A new electric car is on show in Beijing. The future looks bright for electric cars in China amid rapidly fluctuating gasoline prices and huge investments by the government to promote use of clean energy.(Photo provided to China Daily]
The warning that China's finance minister recently made against subsidy-related fraud may sound harsh to domestic new-energy vehicle producers who have relied heavily on such government funds to kick-start a domestic boom of green cars.
But it does not mean the Chinese government is any less committed to making the country a champion of green cars.
Instead, such a precaution against the possible misuse of subsidies for new energy cars has highlighted the very high hopes Chinese policymakers are pinning on such cars for a low-carbon future.
Production and sales of new energy cars significantly accelerated last year in China. The country's output of new energy vehicles quadrupled to 379,000, while the number sold more than tripled year-on-year to 331,100 in 2015, thanks to favorable policies and big subsidies to encourage their use, according to the Ministry of Industry and Information Technology.
New energy cars accounted for less than 2 percent of China's total vehicle sales of a record 24.6 million units sold last year. This remarkable growth momentum has given rise to confidence that China, the world's largest car market, may also become the world's greenest one.
However, while recognizing the huge impetus that government subsidies have created for the accelerated development of green cars, Chinese policymakers have also noticed that some enterprises are merely making the most of the subsides and favorable policies instead of making real technological breakthroughs.

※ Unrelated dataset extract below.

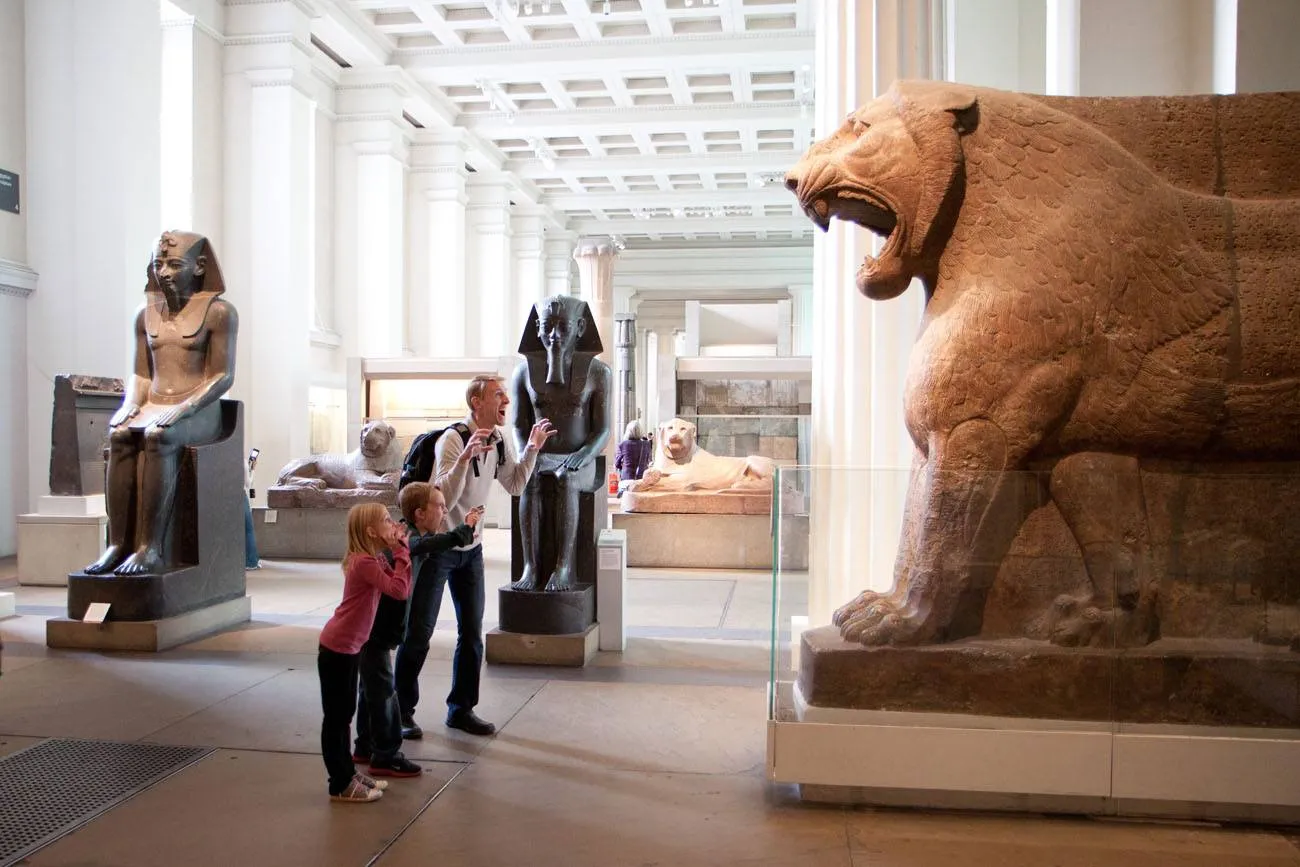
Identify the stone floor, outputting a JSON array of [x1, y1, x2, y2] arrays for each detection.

To end the dependence on subsidies, the government has announced its plan to cut such subsidies by 20 percent between 2017 and 2018 from 2016 levels, and by 40 percent between 2019 and 2020.
And the Finance Ministry plans to conduct special checks on the use of the subsidies and has vowed to severely punish those involved in subsidy-related fraud.
On the one hand, the government has heeded the bitter lessons from the rapid growth of the photovoltaic industry in China on the back of hefty subsidies and the huge losses the sector suffered as a result of oversupply. On the other hand, domestic producers' heavy dependence on subsidies also calls for early actions to reduce government aid for those focusing on low-technology cars.
If China's green car producers are to survive market competition, they must focus on making technological breakthroughs to sharpen the competitive edge of their cars. And the government has an obligation to ensure the subsidies go to these enterprises to make a better use of public funds.
Last year's boom in green cars has only made this task more urgent than ever.